The government might think that at this moment there is no urgency to issue Trade Dress law. Instead the regulation on trade Dress, the perfection on some IPR laws are still become a problem, such as the implementation regulation on IPR which is urgently to be made i.e. Famous Mark and the Revision Laws on Mark, Copyright and Patent. This condition has made the regulation on trade dress as the second matter whereas in reality we can find the great number of cases on trade dress infringements. There are many trade dress cases are not settled satisfactory under the reason of the law uncertainty. As the consequences many of the trademark owners are harmed.
A trade dress can be defined as a total image of a product from the manufacturer. In consist of design, color, combination of color, shape, size, graphics, and composition, even it is including a certain selling technique. In daily life, we can see, for example, a packaging of a product. An interesting product indeed is not only created from its mark which is ear-catching, but it is also created from the packaging which is eye-catching.
Cell phone products such as “NOKIA”, “ERICSSON”, and “BLACKBERRY” indeed can be said as famous marks that can be erased from people’s mind globally. If we see the packaging of these cellular phones, we will see the differences in the packaging. Nokia’s packaging is in blue color with its particular design. Ericsson’s packaging is with its special particular light green. So by seeing its packaging and without even having read its brand, the cell phones consumers know what products they are holding.
As a mark “NOKIA” mark is cannot be argued existence because it has been legally protected in many countries. But what is about its packaging? Is it legally protected? It is a certain thing that in Indonesia this matter can be a problem, because of the uncertainty of trade dress regulation. This legal loophole is always used by naughty businessmen to copy the drawing/design of a product in entirety, either its packaging, color, size, shape or name of the product which is very confusing with the original product. It is not a rare thing that this consumers’ cheating tactic is succeeded. The new consumers/buyers will certainly be deceived with its same appearance. However, its taste and quality cannot be cheated because later on the buyer will know the differences between such same products.
One thing needs to be noted that in the case of trade dress infringement, the first easiest comparison is by placing both products side by side. Then we can by clear view whether its “total look” is different or not? It is not necessary to see the brand on both products. The important thing is that the entire product is having no difference and it will confuse the consumers’ mind while choosing both products. Second, is by giving different meaning on the mark it self whereas its packaging can be regarded a mark function.

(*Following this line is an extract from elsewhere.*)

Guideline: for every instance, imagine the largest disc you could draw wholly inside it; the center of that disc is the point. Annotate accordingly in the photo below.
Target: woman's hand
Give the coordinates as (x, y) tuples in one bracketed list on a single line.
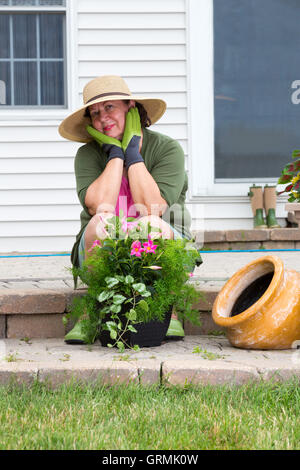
[(131, 138), (110, 145)]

By looking at its packaging even just once, the consumers will recognize that such product is a product of a certain mark. For example is the packaging of KFC (Kentucky Fried Chicken) with the drawing of an old man wearing a spectacle. At a glance, even without its KFC mark, the buyers will recognize that such thing is the packaging of KFC’s product. So, it is clear that in the case of packaging then the packaging of Kentucky Fried Chicken can be referred into a trademark.
Considering that for the time being there is no regulation on trade dress, some of the trademark owners try to take the legal way by registering their packaging through copyright registration in accordance with the Copyright Law No. 19 Year 2002. As for the creation protection in the form two or three dimensions, it can be done by registering through the Industrial Design Law No. 31 Year 2001. All of these actions are taken for the sake to protect the interests of the good faith trademark owner, isn’t it?